Recently in China, due to consecutive years of losses, South Korea’s Pohang Group has decided to sell its only stainless steel plant in China, Pohang Changjiang Stainless Steel (PZSS), to China’s Qingshan Group for 2.1 billion yuan. The final closure work is currently in progress. The steel industry in China has been facing challenges of weak domestic demand and export restrictions, leading to overcapacity and difficulties for steel enterprises to survive.
Pohang (Zhangjiagang) Stainless Steel Co., Ltd. was established in 1997, jointly invested and built by Pohang Group and Jiangsu Shagang Group, with Pohang Group holding about 82.5% of the shares. It was once hailed as “Little Pohang” in China.
According to a report by South Korean media Chosun Ilbo on Friday, in recent years, due to the impact of oversupply in the Chinese steel industry leading to price erosion, the joint venture plant has suffered losses exceeding 500 million yuan annually, prompting the decision to withdraw from the business. Currently, China’s stainless steel annual production capacity is around 30 million tons, exceeding the consumption volume of about 24 million tons.
In 2024, profits of Chinese steel enterprises saw a significant decline. According to statistics from the China Iron and Steel Industry Association, the total profits of key enterprises in the industry amounted to 42.9 billion yuan, a 50.3% year-on-year decrease, with an average sales profit margin of only 0.71%.
Bloomberg reported that the Chinese steel industry remained in a loss-making state for most of 2024, with soaring debt levels and a record number of loss-making enterprises. Industrial profit data for the first two months of 2025 indicates a grim outlook, as new growth areas are insufficient to offset sluggish construction activities.

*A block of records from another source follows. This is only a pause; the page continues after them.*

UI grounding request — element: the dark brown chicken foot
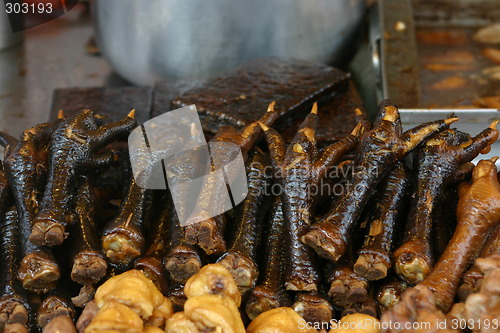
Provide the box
[420,158,500,311]
[31,110,136,247]
[394,124,498,284]
[303,101,457,263]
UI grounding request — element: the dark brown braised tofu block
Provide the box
[171,58,352,139]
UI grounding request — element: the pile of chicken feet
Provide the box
[0,99,499,332]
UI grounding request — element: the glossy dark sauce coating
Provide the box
[421,158,500,311]
[354,162,410,281]
[271,118,321,292]
[261,104,361,291]
[245,198,292,320]
[431,185,459,260]
[167,282,187,313]
[0,208,34,332]
[323,198,368,309]
[102,176,153,269]
[0,119,63,294]
[185,104,279,255]
[160,144,206,284]
[394,126,498,284]
[69,177,107,286]
[143,192,172,259]
[31,110,137,247]
[134,192,172,294]
[218,148,271,295]
[5,94,499,328]
[0,118,61,228]
[0,160,9,215]
[303,100,457,263]
[163,196,203,285]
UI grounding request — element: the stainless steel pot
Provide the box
[94,0,365,85]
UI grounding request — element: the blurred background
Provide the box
[0,0,498,138]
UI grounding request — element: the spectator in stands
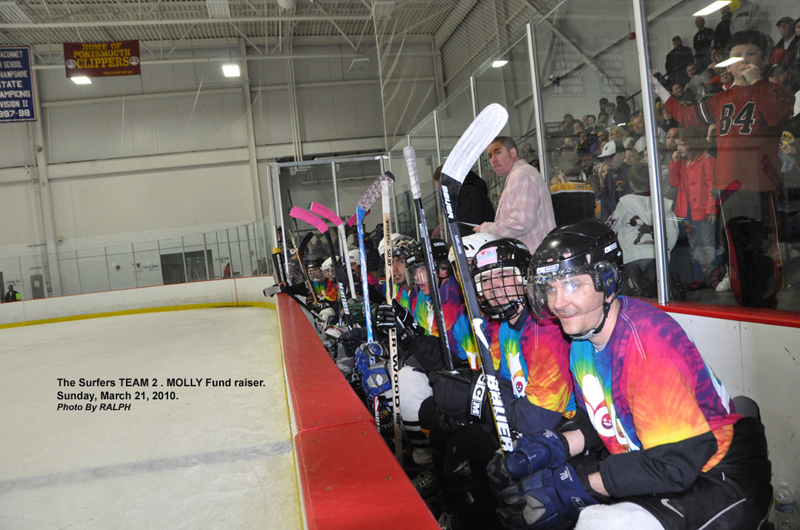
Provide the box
[624,146,641,167]
[550,153,599,226]
[771,16,798,68]
[4,284,21,302]
[610,125,633,148]
[671,81,697,105]
[434,166,495,237]
[768,64,799,93]
[578,129,599,156]
[658,108,680,132]
[670,127,719,291]
[597,140,632,222]
[582,114,597,129]
[666,36,694,86]
[614,95,631,124]
[694,17,716,69]
[685,62,707,100]
[713,6,733,48]
[607,162,679,297]
[476,136,556,253]
[730,0,762,34]
[654,30,793,308]
[665,126,680,151]
[631,112,667,153]
[595,128,609,151]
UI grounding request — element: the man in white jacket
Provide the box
[606,162,678,297]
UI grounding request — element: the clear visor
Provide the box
[527,271,594,317]
[308,266,324,282]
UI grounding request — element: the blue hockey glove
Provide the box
[354,342,386,378]
[487,449,513,497]
[361,359,392,401]
[340,328,368,358]
[504,429,569,479]
[496,464,598,530]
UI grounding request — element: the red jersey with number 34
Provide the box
[665,79,792,193]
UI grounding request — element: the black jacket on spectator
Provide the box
[665,45,694,86]
[457,170,496,237]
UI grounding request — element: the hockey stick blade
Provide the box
[440,103,508,185]
[290,207,329,234]
[310,203,343,227]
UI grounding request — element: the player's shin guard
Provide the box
[399,365,433,467]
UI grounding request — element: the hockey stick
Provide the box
[310,202,357,302]
[404,145,455,372]
[354,173,394,342]
[290,230,318,305]
[381,178,403,460]
[438,103,514,453]
[289,207,353,327]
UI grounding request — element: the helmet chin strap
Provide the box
[567,298,613,341]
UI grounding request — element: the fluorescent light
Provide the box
[222,64,240,77]
[715,57,743,67]
[693,1,730,17]
[71,76,92,85]
[492,60,508,68]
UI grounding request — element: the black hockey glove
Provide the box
[430,367,486,423]
[375,300,422,349]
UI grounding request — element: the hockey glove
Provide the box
[347,297,366,327]
[430,368,487,423]
[496,464,597,530]
[355,342,387,378]
[504,429,569,479]
[362,359,393,401]
[339,328,368,358]
[376,300,423,348]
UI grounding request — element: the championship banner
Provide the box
[63,40,141,78]
[0,46,35,123]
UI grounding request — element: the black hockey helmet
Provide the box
[527,219,623,339]
[470,238,531,321]
[430,238,453,279]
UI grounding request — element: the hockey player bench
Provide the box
[277,293,438,530]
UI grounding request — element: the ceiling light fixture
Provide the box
[222,64,240,77]
[492,60,509,68]
[71,76,92,85]
[692,1,730,17]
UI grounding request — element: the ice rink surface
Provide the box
[0,307,301,530]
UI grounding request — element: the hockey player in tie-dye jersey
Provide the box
[487,219,771,530]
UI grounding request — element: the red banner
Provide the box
[63,40,141,78]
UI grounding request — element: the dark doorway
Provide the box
[160,250,213,285]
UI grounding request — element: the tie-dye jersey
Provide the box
[414,291,435,335]
[322,280,339,302]
[439,276,479,368]
[484,311,573,416]
[311,280,327,301]
[569,296,740,471]
[380,282,416,313]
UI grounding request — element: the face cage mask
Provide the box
[475,266,527,321]
[528,264,619,340]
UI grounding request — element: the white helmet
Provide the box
[448,232,498,268]
[348,249,361,263]
[321,257,334,272]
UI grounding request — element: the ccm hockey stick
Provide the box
[438,103,514,453]
[310,202,357,302]
[403,145,455,372]
[289,207,353,327]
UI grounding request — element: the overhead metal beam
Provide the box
[32,52,362,68]
[0,14,372,29]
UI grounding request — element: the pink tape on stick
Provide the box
[310,203,343,226]
[289,207,329,234]
[347,210,370,227]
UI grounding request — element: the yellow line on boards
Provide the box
[0,301,277,329]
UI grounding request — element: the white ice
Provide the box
[0,307,301,530]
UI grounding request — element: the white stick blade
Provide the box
[403,146,422,200]
[441,103,508,185]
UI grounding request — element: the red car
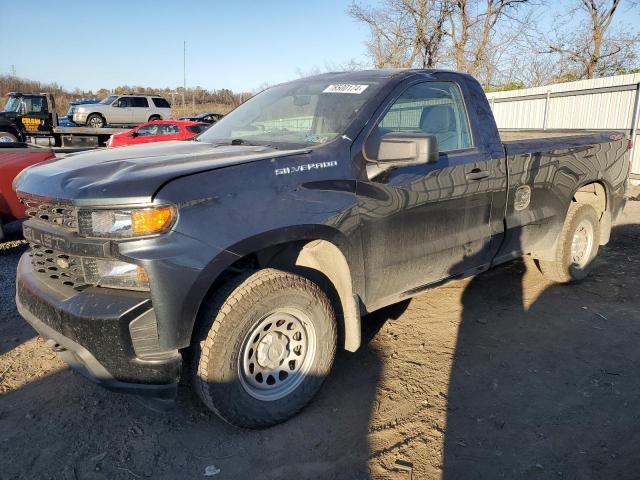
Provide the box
[107,120,210,148]
[0,144,56,239]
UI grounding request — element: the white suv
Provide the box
[72,94,172,128]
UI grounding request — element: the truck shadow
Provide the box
[0,295,407,479]
[2,223,640,479]
[442,222,640,478]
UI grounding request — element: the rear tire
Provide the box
[0,131,18,143]
[192,268,337,428]
[148,115,161,122]
[537,203,600,283]
[86,114,105,128]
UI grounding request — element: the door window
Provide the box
[22,96,45,114]
[157,124,180,135]
[114,97,132,108]
[378,82,473,152]
[152,97,171,108]
[131,97,149,108]
[135,124,160,136]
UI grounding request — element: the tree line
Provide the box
[0,74,252,115]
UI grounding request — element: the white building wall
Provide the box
[486,73,640,176]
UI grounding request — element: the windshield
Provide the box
[197,79,382,148]
[3,97,22,113]
[100,95,118,105]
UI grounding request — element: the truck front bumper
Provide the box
[16,254,181,400]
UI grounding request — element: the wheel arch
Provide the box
[572,180,610,245]
[86,111,106,123]
[189,227,362,352]
[0,124,21,141]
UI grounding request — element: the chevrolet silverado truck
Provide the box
[14,70,630,428]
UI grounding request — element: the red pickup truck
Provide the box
[0,144,55,240]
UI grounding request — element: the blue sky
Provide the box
[2,1,639,93]
[1,1,370,92]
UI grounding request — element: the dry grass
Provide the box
[171,102,234,118]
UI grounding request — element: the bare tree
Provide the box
[350,0,532,85]
[447,0,531,84]
[545,0,640,79]
[349,0,451,68]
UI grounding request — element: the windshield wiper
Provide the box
[230,138,278,149]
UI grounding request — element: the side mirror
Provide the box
[366,132,439,167]
[130,131,139,138]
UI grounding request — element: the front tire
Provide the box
[86,114,105,128]
[192,268,337,428]
[537,203,600,283]
[0,131,18,143]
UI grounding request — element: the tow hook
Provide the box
[45,338,67,352]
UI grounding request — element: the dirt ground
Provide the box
[2,194,640,480]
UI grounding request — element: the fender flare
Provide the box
[185,225,363,352]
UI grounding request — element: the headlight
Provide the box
[83,258,149,290]
[78,205,176,238]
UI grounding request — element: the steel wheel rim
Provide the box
[238,308,317,401]
[571,219,594,268]
[88,117,102,127]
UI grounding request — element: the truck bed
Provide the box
[499,129,627,155]
[499,129,619,142]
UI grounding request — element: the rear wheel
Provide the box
[148,115,161,122]
[192,268,337,428]
[0,131,18,143]
[86,114,105,128]
[537,203,600,283]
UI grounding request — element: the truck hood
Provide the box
[16,140,307,206]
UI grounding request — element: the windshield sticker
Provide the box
[275,161,338,176]
[323,84,369,94]
[304,134,329,143]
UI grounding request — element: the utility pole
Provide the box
[183,40,186,107]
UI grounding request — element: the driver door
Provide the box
[111,97,133,124]
[356,78,503,309]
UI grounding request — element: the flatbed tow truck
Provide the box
[0,92,128,147]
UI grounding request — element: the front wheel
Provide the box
[0,131,18,143]
[537,203,600,283]
[192,268,337,428]
[86,114,105,128]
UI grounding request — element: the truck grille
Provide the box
[29,244,91,290]
[23,198,78,231]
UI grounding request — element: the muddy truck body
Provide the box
[15,70,629,427]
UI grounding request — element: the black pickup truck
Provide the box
[14,70,629,428]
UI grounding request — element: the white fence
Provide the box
[485,73,640,177]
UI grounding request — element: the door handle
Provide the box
[466,169,490,181]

Despite the challenging environment, Chinese steel factories continued to produce steel in large quantities, exceeding 1 billion tons last year. Facing both domestic economic slowdown and international resistance, Chinese steel industry finds itself sandwiched – attempting to alleviate overcapacity by increasing exports but encountering higher tariffs imposed by many countries, including the United States, on Chinese steel products.
The China Iron and Steel Industry Association recently criticized domestic car manufacturers for engaging in price wars. The article mentioned that in recent years, auto companies have been demanding steel plants to lower car plate prices to the extreme. Since last year, some automakers have requested price cuts of over 10% for steel plates supplied by steel mills, far beyond the mills’ acceptable capacity.